Siemens Home Connect uygulaması sayesinde daha fazla leke türünü ve bunlar için geliştirilmiş özel programları keşfetmek de mümkün. Yani sadece “lekeyi çıkar” demekle kalmıyor, sizin için en doğru yıkama programını da otomatik olarak öneriyor. Böylece hem lekelerle uğraşmak zorunda kalmıyor hem de giysilerinizin ömrünü koruyorsunuz. 

Artık çocuğunuza yemek yedirirken dökülen yemek lekeleri, kahve kazaları ya da mutfakta sıçrayan yağ lekeleri sizi endişelendirmiyor. stainRemoval, günlük hayatın getirdiği küçük sürprizlere karşı en güvenilir yardımcınız oluyor. 
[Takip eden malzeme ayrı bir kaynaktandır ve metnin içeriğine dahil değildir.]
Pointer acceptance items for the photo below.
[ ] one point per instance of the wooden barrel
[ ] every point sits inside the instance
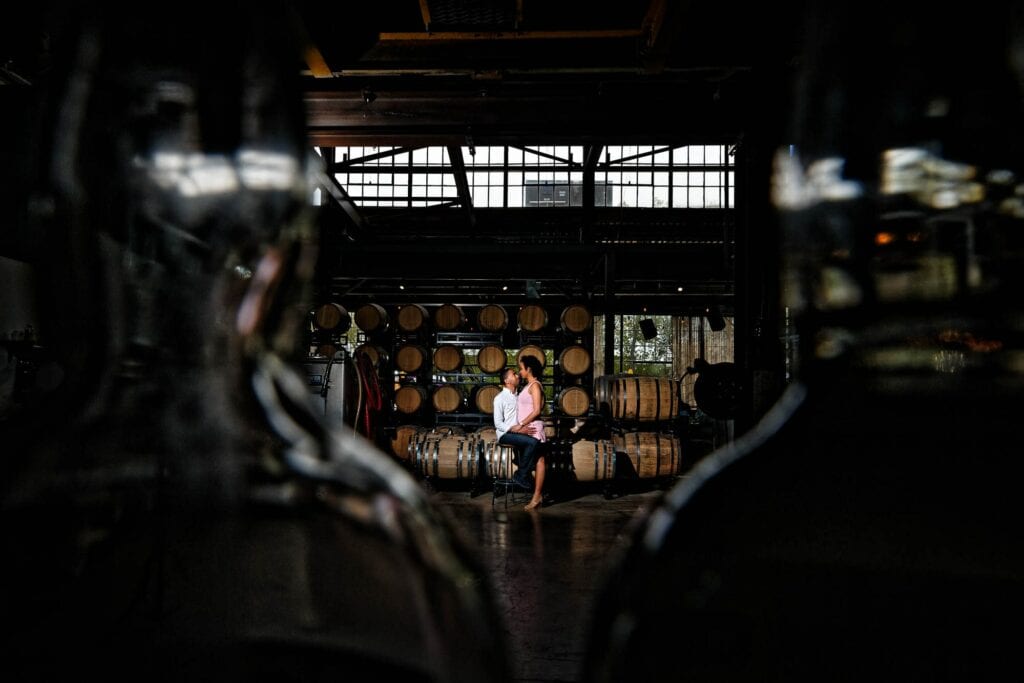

Siemens iQ500 çamaşır ve kurutma makineleri, artık sadece kıyafetlerinizi temizleyen makineler değil; size zaman, konfor ve güven veren akıllı iş ortaklarınızdır. Ütüye harcadığınız vakti kendinize ayırın, lekelerle uğraşmayı unutun ve teknolojinin yaşam alanınıza uyumunun keyfini yaşayın.

*Bu yazı Siemens’in katkılarıyla hazırlanmıştır.